The integration always involves:
- Loading the skill via
load_skill_from_dir() or load_skill_from_gcs_dir()
- Creating a
SkillToolset with the skill(s)
- Optionally configuring
additional_tools and code_executor
- Attaching the toolset to an
Agent
Step 6: Validate
Run the bundled validation script on the generated skill:
python scripts/validate_skill.py <path-to-generated-skill-dir>
This checks:
- SKILL.md exists and has valid YAML frontmatter
- All frontmatter keys are in the allowed set
name matches the directory name
name follows kebab-case rules (lowercase, hyphens, max 64 chars)
description is non-empty and under 1024 chars
- Scripts use supported extensions (.py, .sh, .bash)
metadata.adk_additional_tools is a list of strings (if present)

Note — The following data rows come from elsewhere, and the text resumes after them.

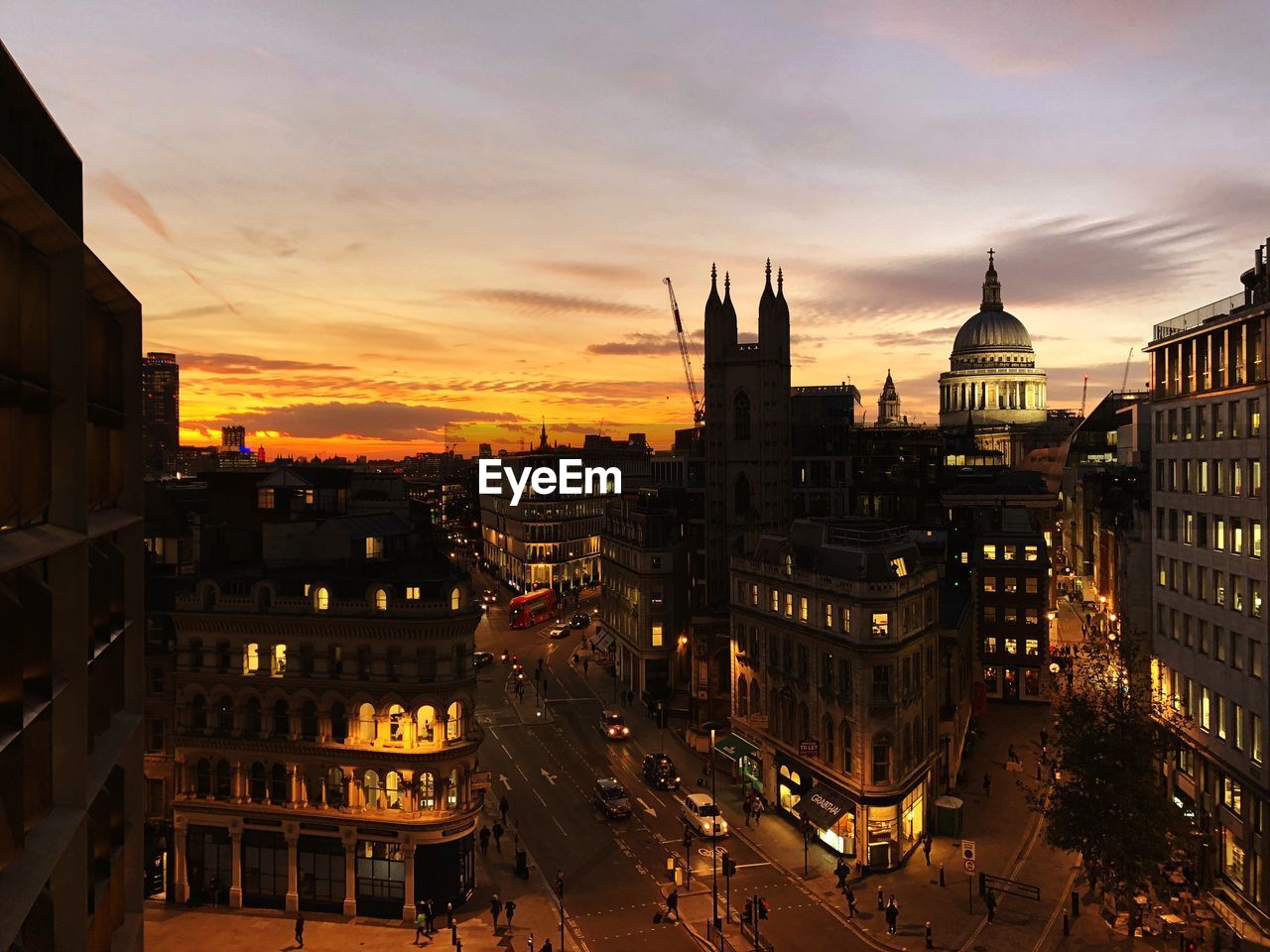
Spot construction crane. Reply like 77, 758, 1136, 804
662, 278, 706, 426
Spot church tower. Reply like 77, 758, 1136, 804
704, 260, 793, 606
877, 367, 903, 426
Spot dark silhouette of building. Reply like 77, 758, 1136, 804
0, 46, 145, 952
141, 350, 181, 476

- No deeply nested resource paths
- Resource files are referenced from SKILL.md
Fix any issues the validator reports before delivering the skill.
Step 7: Deliver
Present the user with:
- The complete skill directory
- An
agent.py integration example
- Instructions for local testing (
adk run) or GCS deployment
- A summary of what ADK-specific capabilities the skill leverages
Reference files
These are your baseline knowledge, derived from ADK v1.28.0 source code. Always
supplement with live research from Step 1 — if the live docs contradict these
files, trust the live docs.
references/adk-models.md — Frontmatter, Resources, Skill Pydantic models,
validation rules, and the exact allowed frontmatter keys.

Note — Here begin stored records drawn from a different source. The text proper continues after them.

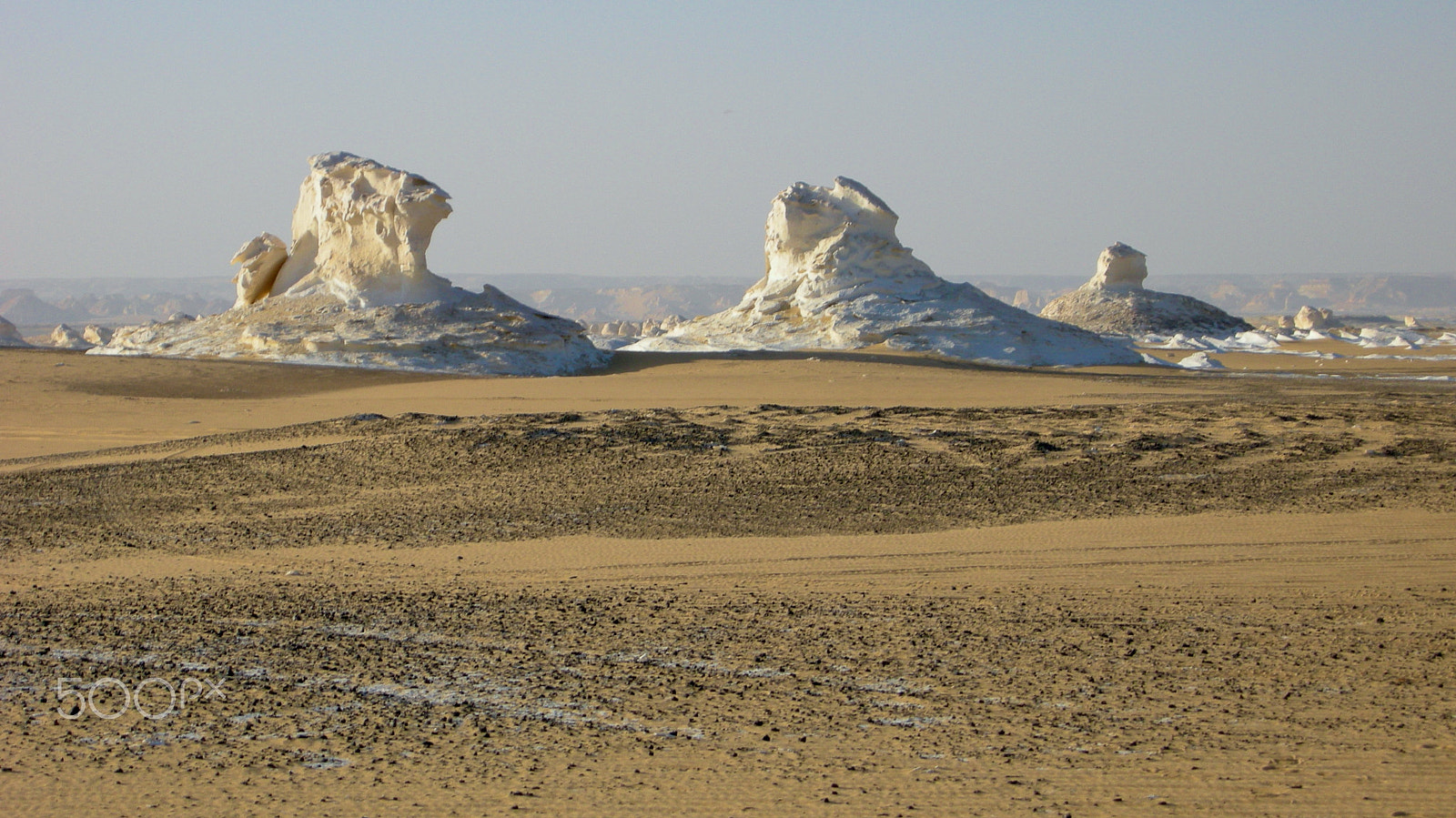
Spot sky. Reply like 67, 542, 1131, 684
0, 0, 1456, 288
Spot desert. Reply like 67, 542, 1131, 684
0, 0, 1456, 818
0, 340, 1456, 815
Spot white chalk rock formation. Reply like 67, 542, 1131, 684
92, 153, 610, 376
626, 177, 1141, 366
1294, 304, 1335, 329
0, 316, 29, 347
51, 323, 95, 349
230, 233, 288, 308
1041, 242, 1254, 337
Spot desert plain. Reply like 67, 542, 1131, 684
0, 345, 1456, 816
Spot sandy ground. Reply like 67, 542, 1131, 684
0, 345, 1456, 816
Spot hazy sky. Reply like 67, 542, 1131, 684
0, 0, 1456, 287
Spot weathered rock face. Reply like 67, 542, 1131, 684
1090, 242, 1148, 289
230, 233, 288, 308
1294, 304, 1335, 329
0, 316, 29, 347
272, 153, 450, 308
51, 323, 95, 349
1041, 242, 1254, 335
92, 153, 609, 376
626, 177, 1140, 366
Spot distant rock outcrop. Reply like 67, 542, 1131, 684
230, 233, 288, 308
1041, 242, 1254, 335
82, 323, 112, 347
93, 153, 609, 374
1293, 304, 1335, 329
51, 323, 95, 349
0, 316, 29, 347
626, 177, 1140, 366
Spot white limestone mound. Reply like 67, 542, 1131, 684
92, 153, 610, 376
623, 177, 1141, 367
82, 323, 112, 347
1293, 304, 1335, 329
0, 316, 29, 347
1041, 242, 1254, 337
228, 233, 288, 308
51, 323, 95, 349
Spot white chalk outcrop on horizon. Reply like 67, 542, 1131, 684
1041, 242, 1254, 337
1291, 304, 1335, 329
624, 177, 1141, 367
90, 153, 609, 376
51, 323, 95, 349
0, 316, 29, 347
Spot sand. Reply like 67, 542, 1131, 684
0, 345, 1456, 816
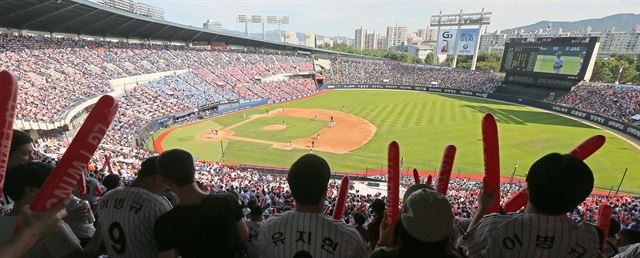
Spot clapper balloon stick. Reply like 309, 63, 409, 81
436, 145, 456, 196
333, 176, 349, 219
482, 113, 500, 213
385, 141, 400, 225
0, 71, 18, 206
502, 135, 606, 212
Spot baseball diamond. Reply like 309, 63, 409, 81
147, 90, 640, 191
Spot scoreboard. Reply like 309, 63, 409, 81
500, 37, 599, 82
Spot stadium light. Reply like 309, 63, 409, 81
251, 15, 262, 23
278, 16, 289, 24
267, 16, 278, 24
238, 14, 249, 37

references/adk-toolset.md — How SkillToolset works, the four tools it exposes,
the system prompt it injects, and the progressive disclosure mechanism.
references/adk-scripts.md — The script execution model: how scripts are
materialized in temp dirs, supported languages, argument passing, timeouts.
references/adk-patterns.md — Integration patterns: agent.py examples,
adk_additional_tools wiring, GCS deployment, binary asset handling,
programmatic skill construction.
Bundled scripts
scripts/validate_skill.py — Validate a skill directory against ADK constraints.
Run with: python scripts/validate_skill.py <skill-dir>
Assets
assets/template-skill.md — A starter SKILL.md template with all frontmatter
fields and recommended section structure.
assets/template-agent.py — A starter agent.py showing SkillToolset integration.